Disegnare nuove topografie destrutturate
Quello che attraversava la sua vita e lasciava traccia era dell’idea che andasse in qualche modo ricordato e dovesse pertanto confluire nel suo libro muto, anche per dare consistenza e aggiungere più significato alla narrazione che sarebbe stata sempre più completa mentre da qualche parte si condensava e si incrostava nel suo accumulo di coscienza.
Avrebbe dovuto scrivere almeno qualche appunto molto sintetico, non poteva tenere tutto in mente. In caso contrario correva il rischio che gli accadimenti più lontani nel tempo si smarrissero, perdessero consistenza.
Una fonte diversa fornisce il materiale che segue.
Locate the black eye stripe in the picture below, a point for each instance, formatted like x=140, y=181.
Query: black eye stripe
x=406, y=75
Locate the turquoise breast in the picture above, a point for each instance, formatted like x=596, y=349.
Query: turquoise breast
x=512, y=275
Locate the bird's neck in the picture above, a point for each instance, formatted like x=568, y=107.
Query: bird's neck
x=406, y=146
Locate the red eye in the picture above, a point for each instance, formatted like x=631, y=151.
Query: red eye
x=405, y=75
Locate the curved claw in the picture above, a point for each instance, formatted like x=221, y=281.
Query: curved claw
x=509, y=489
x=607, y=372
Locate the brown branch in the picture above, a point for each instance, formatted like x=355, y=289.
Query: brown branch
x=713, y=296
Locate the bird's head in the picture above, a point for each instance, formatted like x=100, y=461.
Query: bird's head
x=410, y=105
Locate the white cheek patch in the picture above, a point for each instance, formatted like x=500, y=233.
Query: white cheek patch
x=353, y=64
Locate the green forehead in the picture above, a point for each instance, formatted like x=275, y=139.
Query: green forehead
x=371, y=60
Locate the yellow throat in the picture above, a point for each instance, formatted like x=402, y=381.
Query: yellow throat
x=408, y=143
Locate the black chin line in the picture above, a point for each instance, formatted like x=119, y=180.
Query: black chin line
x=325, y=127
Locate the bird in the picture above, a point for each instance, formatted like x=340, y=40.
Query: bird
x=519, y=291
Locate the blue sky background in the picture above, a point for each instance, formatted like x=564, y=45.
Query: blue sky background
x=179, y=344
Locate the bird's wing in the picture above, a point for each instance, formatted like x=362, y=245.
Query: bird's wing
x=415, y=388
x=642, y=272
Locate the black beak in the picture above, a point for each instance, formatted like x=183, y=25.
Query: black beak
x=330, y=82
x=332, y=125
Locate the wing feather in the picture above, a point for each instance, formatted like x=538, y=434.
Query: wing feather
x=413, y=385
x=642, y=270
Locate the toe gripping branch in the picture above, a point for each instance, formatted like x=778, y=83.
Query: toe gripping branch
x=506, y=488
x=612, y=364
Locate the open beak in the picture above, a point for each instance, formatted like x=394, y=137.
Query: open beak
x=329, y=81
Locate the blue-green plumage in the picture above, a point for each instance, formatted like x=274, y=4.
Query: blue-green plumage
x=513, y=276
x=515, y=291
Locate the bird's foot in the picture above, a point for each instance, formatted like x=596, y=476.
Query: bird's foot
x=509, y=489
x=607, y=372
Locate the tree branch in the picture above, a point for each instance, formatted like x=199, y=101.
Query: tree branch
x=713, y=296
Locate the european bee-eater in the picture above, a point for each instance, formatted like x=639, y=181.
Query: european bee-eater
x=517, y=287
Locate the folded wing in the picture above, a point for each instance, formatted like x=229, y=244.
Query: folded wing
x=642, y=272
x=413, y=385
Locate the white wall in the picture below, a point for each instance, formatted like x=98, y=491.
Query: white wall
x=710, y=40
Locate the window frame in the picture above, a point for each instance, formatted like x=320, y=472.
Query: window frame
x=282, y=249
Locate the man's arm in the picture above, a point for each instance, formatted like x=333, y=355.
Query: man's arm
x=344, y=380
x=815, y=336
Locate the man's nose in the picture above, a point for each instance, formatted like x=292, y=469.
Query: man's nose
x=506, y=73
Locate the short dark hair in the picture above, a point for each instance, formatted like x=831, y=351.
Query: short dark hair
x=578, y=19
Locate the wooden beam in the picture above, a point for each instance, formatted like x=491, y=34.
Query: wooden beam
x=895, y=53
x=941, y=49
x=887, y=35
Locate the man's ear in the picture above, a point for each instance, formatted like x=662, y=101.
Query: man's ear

E le sensazioni, assieme ai pensieri, si trasformassero, perdessero le loro caratteristiche originali, diventassero un racconto attualizzato, schiacciato e appiattito sul quotidiano. Avevano uguale dignità di racconto sia le situazioni difficili e deludenti che lo riguardavano sia gli entusiasmi che si accendevano attorno a piccoli fatti, forse insignificanti, che ad una prima lettura prospettavano sviluppi molto soddisfacenti. Tutto era vita e narrazione di vita, materiale sensibile per il mio percorso letterario che accumulavo da diverso tempo.
La mia prospettiva spaziava a volte in mappe da rivedere: bisognava disegnare topografie che contenessero altre strade da percorrere, sentieri di collegamento trasversali per spostarsi da un punto all’altro in maniera più rapida, distanze brevi che mutavano punto di osservazione con percorsi molto veloci. Ogni viaggio successivo era una ulteriore esplorazione di novità e di contenuti da raccogliere sia all’inizio che alla fine.
Le uscite lungo il fiume avevano confermato una veduta molto interessante riguardo alle canne palustri che erano cresciute lungo gran parte del suo corso, nel letto parzialmente asciutto.
Ero sempre tentato di fotografarle quelle canne ma non avrei saputo cosa fare delle immagini pittoriche e anche un po’ romantiche del paesaggio fluviale.